2. ISSUE-WISE DETAILED ANALYSIS
Issue (i) & (ii) (Grouped): Addition as unexplained money u/s 69A on alleged bogus LTCG from sale of shares
Legal framework (as discussed in the judgment): The Court considered the addition made under section 69A by treating the declared long-term capital gains as bogus, and evaluated the relevance of evidence relied upon by the assessing authority (including third-party statements and allegations of price manipulation) against the assessee's documentary trail of share acquisition and sale through banking and recognised market mechanisms.
Interpretation and reasoning: The Court noted that the assessee produced primary evidence supporting the transaction chain: application for preferential allotment, payment through banking channel, allotment, dematerialisation, share split resulting in increased quantity, and subsequent sale through a recognised broker/stock exchange with contract notes, broker statements, demat statements, and sale proceeds reflected in the bank account.
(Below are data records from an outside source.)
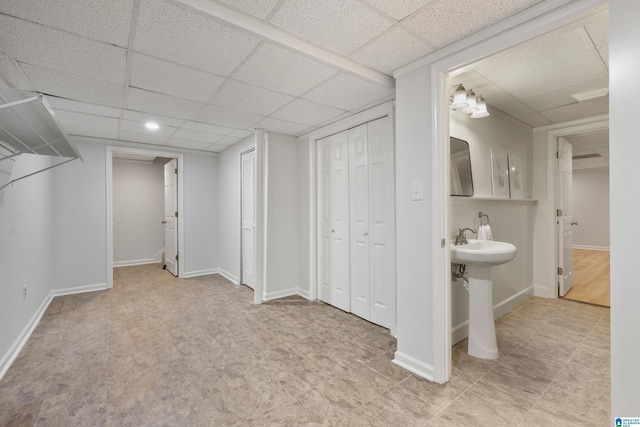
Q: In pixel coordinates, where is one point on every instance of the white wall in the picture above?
(26, 248)
(282, 209)
(138, 211)
(229, 224)
(624, 86)
(80, 217)
(591, 208)
(511, 221)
The Court found that these documents constituted discharge of the assessee's initial onus, and the assessing authority did not dispute the authenticity of these primary evidences. The Court further observed that the revenue's case proceeded mainly on third-party statements and a general allegation that the scrip was a penny stock, without conducting further verification to rebut the assessee's documentary evidence. The Court also considered that the regulatory order relied upon did not characterise the scrip as a penny stock or record a finding of price rigging, and there was no adverse finding therein against the assessee. The statement recorded from the assessee during survey/search was also found not to contain any admission that the transactions were non-genuine. On these facts, the Court held that treating the sale receipts/LTCG as bogus merely on "probability" and third-party material, without disproving the assessee's transaction documents, was not justified.
Conclusions: The Court upheld the deletion of the addition, holding that the revenue failed to substantiate the allegation of a sham/penny stock arrangement or to rebut the assessee's primary evidences establishing purchase, holding, and sale through recognised channels. Consequently, the addition under section 69A could not be sustained and the revenue's grounds were dismissed.